The woman, a state employee who does not work for Ellis, has alleged that the lawmaker told her the next morning that the two had had sex. Prior to that evening, she has said that Ellis had pursued her and that she had made it clear she did not want to be involved with him.

Ellis, 49, of Lyndora, did not return multiple calls to his legislative offices and cell phone. He also did not respond to emails seeking an interview, nor to a letter detailing the allegations against him that was delivered to his offices in the state Capitol and district, as well as his homes in Harrisburg and Butler Township, which is near Pittsburgh. It is not known whether he has a lawyer.

Reached for comment, Dauphin County District Attorney Fran Chardo would say only: “I don’t comment on criminal investigations, unless they are already publicly known.”

Jennifer Storm, the state’s victim advocate, said she is working with the victim. She declined to confirm the existence of any investigation.

But Storm, whose office provides victims of crime with support and advocacy services, said the woman had given “thoughtful consideration to all her options” for many months before making the decision to talk about what had happened to her.

“It’s an incredibly bold and courageous act to come forward when your perpetrator is powerful,” said Storm, later adding: “This is a very hard time for her.”

Top lawyers for House Republicans learned of the allegations against Ellis early last year, and recommended to the person who reported them to contact Chardo’s office because they appeared criminal in nature, according to a legislative source with knowledge of the matter. They also provided information about the House Republican caucus’ sexual harassment policy, and the procedure for filing a complaint with them.

The Inquirer and Daily News and The Caucus are withholding the woman’s name because the newspapers do not identify victims of alleged sexual assault unless they agree to be named.

The alleged assault occurred in late October 2015, according to multiple interviews with people familiar with the allegations. The woman could not consent because she was severely impaired, they said.

In an interview, the woman has said she has struggled emotionally with coming forward.

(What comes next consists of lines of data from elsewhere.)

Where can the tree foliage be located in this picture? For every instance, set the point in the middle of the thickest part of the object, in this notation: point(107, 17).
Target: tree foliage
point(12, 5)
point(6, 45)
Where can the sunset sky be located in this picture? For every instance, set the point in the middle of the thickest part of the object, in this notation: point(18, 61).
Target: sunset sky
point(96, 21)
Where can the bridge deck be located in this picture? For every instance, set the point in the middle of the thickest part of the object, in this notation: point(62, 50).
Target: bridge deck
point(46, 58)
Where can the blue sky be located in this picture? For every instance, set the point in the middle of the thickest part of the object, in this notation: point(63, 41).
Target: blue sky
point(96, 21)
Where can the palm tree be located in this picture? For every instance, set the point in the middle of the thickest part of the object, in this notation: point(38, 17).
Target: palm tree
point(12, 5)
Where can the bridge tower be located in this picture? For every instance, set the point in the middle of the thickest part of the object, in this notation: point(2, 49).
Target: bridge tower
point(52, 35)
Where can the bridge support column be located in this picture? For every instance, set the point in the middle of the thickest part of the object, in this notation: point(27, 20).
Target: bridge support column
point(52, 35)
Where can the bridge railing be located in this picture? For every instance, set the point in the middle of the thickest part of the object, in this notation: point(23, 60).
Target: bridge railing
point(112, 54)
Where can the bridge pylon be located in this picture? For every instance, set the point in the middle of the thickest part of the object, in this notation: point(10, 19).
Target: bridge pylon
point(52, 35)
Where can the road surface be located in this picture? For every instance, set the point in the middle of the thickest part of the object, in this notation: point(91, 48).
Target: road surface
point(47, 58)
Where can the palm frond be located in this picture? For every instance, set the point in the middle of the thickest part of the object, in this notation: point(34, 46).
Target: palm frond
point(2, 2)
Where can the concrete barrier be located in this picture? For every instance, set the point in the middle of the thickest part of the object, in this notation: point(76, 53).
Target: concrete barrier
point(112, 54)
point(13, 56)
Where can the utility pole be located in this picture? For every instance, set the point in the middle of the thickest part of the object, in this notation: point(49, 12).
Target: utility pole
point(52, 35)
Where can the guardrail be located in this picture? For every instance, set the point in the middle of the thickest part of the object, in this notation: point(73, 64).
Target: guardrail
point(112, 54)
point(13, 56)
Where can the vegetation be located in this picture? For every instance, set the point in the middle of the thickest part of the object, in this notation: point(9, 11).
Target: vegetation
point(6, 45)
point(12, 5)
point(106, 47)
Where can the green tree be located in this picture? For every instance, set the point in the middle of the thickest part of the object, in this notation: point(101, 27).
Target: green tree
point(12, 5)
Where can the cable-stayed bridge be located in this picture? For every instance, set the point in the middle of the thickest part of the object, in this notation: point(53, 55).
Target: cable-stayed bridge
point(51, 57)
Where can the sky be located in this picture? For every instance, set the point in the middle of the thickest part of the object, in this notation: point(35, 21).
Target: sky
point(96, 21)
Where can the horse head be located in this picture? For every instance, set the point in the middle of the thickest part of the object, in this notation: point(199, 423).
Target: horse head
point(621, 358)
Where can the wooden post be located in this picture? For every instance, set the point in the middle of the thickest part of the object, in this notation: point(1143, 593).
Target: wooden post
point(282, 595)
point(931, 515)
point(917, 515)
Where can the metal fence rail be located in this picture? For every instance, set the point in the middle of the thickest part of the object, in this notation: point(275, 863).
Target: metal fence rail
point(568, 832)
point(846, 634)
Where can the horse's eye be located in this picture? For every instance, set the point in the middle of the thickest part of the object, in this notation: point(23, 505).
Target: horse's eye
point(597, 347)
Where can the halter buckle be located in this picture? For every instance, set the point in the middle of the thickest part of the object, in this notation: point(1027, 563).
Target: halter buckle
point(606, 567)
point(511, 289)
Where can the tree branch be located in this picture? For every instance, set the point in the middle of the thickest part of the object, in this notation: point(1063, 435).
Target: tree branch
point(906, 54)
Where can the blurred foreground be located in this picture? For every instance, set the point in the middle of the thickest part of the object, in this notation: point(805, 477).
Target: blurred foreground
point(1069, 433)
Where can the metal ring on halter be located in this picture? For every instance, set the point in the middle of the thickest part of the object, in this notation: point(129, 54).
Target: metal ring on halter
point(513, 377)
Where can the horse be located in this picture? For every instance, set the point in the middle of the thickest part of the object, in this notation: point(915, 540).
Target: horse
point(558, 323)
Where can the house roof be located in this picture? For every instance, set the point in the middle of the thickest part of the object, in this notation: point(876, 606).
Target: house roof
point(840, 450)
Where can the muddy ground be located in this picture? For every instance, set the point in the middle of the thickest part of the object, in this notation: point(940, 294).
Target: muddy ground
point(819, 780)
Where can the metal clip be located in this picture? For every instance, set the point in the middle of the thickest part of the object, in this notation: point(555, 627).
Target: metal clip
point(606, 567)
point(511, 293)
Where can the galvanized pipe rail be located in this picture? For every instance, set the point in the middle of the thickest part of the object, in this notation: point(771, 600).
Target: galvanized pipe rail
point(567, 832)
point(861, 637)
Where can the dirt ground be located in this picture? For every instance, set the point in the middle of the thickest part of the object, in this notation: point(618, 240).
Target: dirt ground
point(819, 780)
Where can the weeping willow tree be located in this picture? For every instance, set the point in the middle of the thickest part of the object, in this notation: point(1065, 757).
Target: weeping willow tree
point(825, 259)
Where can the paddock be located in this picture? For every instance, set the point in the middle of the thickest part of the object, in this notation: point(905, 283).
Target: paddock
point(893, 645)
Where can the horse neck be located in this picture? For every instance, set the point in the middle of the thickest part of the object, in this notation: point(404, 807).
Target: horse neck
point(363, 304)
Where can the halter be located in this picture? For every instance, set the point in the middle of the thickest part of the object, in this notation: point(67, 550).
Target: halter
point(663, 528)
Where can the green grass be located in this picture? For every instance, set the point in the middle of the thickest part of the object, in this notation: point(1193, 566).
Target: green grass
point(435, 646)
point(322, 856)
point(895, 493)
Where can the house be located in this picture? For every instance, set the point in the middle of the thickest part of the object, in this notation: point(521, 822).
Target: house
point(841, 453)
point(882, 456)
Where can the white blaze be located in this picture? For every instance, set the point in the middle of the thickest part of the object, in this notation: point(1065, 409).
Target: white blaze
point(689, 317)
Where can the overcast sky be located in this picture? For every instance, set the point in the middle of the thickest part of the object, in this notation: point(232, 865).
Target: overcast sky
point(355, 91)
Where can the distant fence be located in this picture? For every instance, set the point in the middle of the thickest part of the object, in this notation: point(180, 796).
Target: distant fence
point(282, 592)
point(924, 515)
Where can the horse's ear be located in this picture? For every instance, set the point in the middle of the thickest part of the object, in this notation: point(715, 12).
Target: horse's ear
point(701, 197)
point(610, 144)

Ellis, an advocate for business and gun owner rights first elected to the House in 2004, is the second Republican House member in less than a year to be investigated by Chardo’s office on assault allegations.

Last year, two women filed a complaint with House Republicans, alleging they were physically or sexually abused by former state Rep. Nick Miccarelli (R., Delaware).

House Republican lawyers investigated the claims and found the women credible. They called on Miccarelli to resign, but he denied the claims and served out the remainder of his term, which ended last year.

Last month, Chardo ended his investigation into those claims and announced that no charges would be filed against Miccarelli, in part because one of the accusers chose not to go forward. She said her decision was based on the emotional trauma of the process and “the prospect of a long and drawn out criminal proceeding.”

The Tribune News Service and Associated Press contributed to this report.